A project log for Bentendo 6004

An Intel 8085-based computer

bentendo64Bentendo64 03/11/2015 at 19:410 Comments

I got the RAM board all wired up, and it works correctly. It doesn't work as it should, but it works as it's wired. Just look at the schematic:

And then think about the 8080/8085/Z80 and how they interact with I/O.

That's right. If I write or read to the I/O addresses from $FE-$FF, the RAM board will spit out the data located at memory locations $FFFF and $FEFE. Not good. I'll have to solve that with a 7420 and an NPN not gate connected to the IO/M control line.

That is only the minor issue, though. Something seems to be messed up with the address space in general. I wrote a program that writes a program to the RAM board (starting at $FE00) and then jumps to the program written in RAM. This program includes a hlt instruction. However, the processor is not halting. This is making me wonder if there is an address line stuck at 0 somewhere. I know the bottom 4 address lines are working correctly, as I have written functional programs that use that address space. I also know the stuck line would have to be stuck at 0, as the rom I'm using is located at address $0000-$07FF (or whatever it is for a 2k address space starting at 0). Whatever the issue is, I know it doesn't exist all the time, as I have let the cpu free run with the RAM card in and sometimes it eventually finds an infinite loop or halts. Other times it just goes through the RAM as if it's all 0's.
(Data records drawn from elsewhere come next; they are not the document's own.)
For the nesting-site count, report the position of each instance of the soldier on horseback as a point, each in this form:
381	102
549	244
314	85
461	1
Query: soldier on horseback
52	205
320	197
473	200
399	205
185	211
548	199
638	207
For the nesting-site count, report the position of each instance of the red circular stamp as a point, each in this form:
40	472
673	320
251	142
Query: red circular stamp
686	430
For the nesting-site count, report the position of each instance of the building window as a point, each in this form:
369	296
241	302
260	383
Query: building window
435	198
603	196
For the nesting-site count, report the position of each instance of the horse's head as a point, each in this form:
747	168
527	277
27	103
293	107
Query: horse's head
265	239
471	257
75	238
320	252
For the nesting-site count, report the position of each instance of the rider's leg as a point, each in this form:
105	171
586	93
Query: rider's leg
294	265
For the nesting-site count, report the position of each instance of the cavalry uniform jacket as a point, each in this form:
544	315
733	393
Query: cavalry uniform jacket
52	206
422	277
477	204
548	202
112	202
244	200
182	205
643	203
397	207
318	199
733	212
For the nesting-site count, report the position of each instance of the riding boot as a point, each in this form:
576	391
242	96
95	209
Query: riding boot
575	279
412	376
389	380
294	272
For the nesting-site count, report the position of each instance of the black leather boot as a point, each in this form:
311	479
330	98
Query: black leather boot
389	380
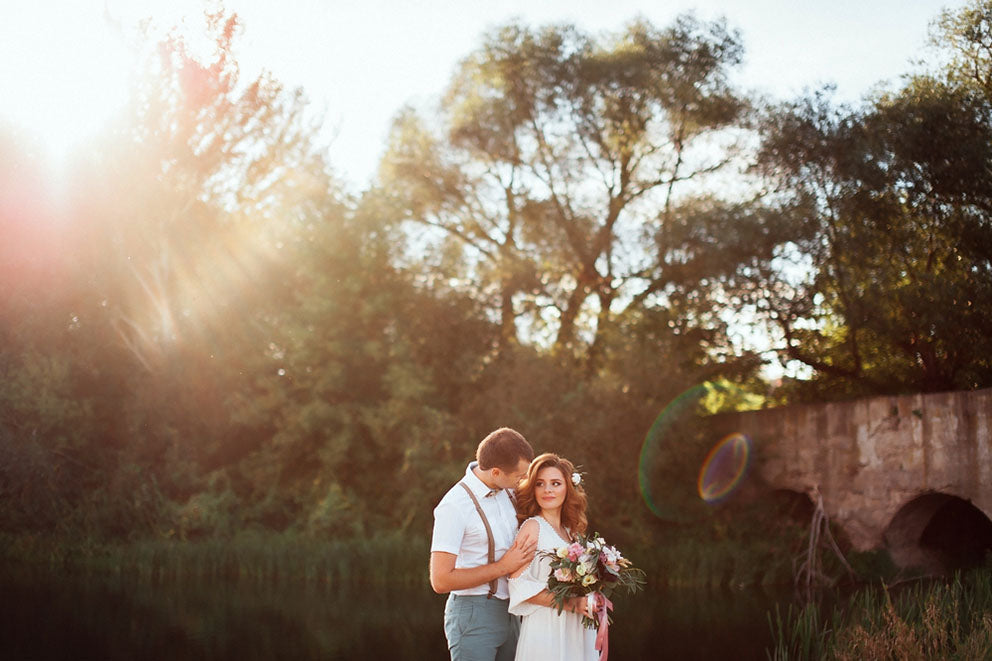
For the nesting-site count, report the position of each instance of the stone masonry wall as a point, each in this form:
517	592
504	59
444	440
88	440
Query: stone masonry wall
869	457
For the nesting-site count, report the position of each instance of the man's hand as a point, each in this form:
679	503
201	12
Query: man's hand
519	555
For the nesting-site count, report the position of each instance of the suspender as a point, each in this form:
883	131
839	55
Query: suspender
489	534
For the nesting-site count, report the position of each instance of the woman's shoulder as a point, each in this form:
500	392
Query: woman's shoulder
529	528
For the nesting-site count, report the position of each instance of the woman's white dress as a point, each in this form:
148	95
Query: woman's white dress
546	634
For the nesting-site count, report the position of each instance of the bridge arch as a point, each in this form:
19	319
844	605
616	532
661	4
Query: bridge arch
871	458
938	531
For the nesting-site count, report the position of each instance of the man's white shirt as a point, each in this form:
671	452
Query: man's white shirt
458	528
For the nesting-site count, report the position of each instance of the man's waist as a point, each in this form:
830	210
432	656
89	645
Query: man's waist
483	597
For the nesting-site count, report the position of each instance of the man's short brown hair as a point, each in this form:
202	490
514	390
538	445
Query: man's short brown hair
503	449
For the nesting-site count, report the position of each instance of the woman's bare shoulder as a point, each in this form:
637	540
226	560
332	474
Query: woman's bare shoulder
529	529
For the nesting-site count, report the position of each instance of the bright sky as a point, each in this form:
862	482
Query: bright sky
62	67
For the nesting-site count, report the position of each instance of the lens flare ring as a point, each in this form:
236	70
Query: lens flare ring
724	468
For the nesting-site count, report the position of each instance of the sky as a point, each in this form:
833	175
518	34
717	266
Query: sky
63	66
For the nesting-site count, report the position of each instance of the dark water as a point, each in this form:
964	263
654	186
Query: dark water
48	618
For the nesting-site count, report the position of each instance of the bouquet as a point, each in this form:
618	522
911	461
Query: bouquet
591	568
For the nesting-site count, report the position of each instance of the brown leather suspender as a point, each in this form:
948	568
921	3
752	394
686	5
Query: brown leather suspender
489	534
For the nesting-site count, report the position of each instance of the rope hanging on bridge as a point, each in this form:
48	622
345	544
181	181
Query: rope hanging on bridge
809	576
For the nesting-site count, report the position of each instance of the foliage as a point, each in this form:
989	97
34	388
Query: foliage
554	177
889	290
943	620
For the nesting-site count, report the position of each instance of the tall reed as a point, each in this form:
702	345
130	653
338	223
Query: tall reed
934	620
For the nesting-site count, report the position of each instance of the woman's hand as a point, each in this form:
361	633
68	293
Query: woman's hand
580	605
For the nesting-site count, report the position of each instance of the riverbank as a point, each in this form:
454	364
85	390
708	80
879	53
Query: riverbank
948	618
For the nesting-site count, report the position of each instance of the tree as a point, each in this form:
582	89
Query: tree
560	163
892	204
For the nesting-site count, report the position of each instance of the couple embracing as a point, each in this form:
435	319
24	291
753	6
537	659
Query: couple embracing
490	530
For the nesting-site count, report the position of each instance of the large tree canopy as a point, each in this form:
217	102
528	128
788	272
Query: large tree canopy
892	291
557	169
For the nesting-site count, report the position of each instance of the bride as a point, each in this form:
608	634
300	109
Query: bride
553	509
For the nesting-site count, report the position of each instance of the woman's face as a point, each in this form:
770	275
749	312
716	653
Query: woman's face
550	488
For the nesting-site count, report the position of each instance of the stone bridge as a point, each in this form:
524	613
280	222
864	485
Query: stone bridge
912	473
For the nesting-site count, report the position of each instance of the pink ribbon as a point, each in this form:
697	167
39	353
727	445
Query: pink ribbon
603	635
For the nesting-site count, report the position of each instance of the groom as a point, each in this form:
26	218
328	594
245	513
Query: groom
473	550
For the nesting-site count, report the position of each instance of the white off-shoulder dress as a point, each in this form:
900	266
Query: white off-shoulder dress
546	634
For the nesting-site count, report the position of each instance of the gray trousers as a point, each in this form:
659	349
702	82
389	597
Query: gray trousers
480	629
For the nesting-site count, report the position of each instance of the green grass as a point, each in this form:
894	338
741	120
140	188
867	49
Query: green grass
928	620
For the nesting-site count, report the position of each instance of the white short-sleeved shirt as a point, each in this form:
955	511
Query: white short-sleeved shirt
458	528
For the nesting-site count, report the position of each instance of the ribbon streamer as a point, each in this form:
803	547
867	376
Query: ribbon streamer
603	635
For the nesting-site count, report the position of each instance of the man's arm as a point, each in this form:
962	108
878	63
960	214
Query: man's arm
445	577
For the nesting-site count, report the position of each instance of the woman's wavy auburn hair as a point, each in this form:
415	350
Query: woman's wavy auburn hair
573	510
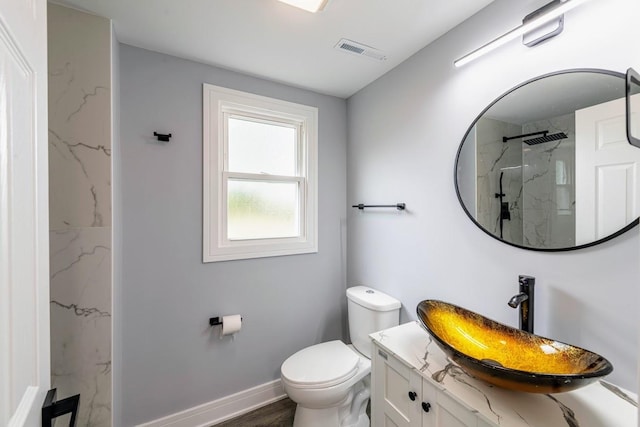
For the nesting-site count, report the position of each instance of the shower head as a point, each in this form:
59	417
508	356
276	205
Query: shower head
546	138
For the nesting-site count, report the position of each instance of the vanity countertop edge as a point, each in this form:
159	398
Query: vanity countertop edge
600	404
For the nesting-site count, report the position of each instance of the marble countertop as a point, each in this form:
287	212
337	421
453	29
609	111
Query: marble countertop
599	404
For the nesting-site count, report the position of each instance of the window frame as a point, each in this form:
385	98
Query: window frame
221	103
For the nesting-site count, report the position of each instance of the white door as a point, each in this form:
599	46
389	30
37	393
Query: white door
607	172
24	222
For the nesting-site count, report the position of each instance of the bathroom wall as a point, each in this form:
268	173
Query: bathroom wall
432	250
80	209
171	359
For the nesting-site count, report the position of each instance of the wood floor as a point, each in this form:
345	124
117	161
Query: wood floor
278	414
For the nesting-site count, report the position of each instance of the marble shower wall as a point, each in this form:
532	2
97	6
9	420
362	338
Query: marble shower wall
549	187
80	209
494	158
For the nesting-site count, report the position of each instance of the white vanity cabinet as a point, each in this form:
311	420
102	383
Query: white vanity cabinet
408	365
401	397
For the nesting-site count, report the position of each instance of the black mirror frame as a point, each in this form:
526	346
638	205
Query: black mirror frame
628	227
632	78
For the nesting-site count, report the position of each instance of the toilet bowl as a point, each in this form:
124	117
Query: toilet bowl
330	381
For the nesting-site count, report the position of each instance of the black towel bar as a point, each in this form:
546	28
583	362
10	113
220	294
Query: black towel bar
399	206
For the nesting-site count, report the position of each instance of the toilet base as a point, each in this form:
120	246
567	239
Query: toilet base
306	417
351	412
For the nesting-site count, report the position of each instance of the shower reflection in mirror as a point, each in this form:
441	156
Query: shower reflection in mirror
536	204
547	166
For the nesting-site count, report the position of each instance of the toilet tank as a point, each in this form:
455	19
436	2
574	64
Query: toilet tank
369	311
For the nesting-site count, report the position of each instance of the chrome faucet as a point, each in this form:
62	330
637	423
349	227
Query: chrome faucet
525	300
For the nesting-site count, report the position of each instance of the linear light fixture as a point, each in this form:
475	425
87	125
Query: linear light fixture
519	31
308	5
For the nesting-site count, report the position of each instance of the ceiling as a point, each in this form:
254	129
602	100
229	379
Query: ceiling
272	40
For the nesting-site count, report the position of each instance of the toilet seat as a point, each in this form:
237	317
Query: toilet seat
321	365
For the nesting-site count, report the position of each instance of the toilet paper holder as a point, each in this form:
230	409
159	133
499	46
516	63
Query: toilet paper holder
214	321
So I'm back. It turns out I was both right and just stupid. Somehow I had A14 and A13 swapped AND A9 and A10 swapped on the motherboard. That shouldn't have affected my program running, thouhg. How I was stupid is I was using trying to use the LDA instruction the same way you would use MVI A. The result was random data being written to data memory and thus no halt. Give me a break, though. I haven't looked at Intel assembly in nearly a year. I still have to fix the RAM board I/O thing, though.

A few issues I found that would mak it not work when testing came to light. None of them were from the board (the mainboard) acting differently than it was wired. Take a look at the schematic for that:

Number one is the two 74245's. My intention was to have the AD bus on the system card bus. However, if they are not both connected to the same thing on both ends, bad things happen. So I simply removed the one for the AD bus. The other issue is with the remaining 245. If you notice, the /WR signal is connected to pin 1, the direction pin. It was set up so when /WR was active, data would flow from the system card bus to the cpu. Not correct. So I just connected the /RD signal there now.

More pictures!

Mmmmm all those wires. About 340 solder joints on this card.

All 16 2148 SRAMs seated with address decode chips.

Running some code (the LED is hooked up to SOD).

My testing method.

How I program the NVRAM (not pictured: the NVRAM chip).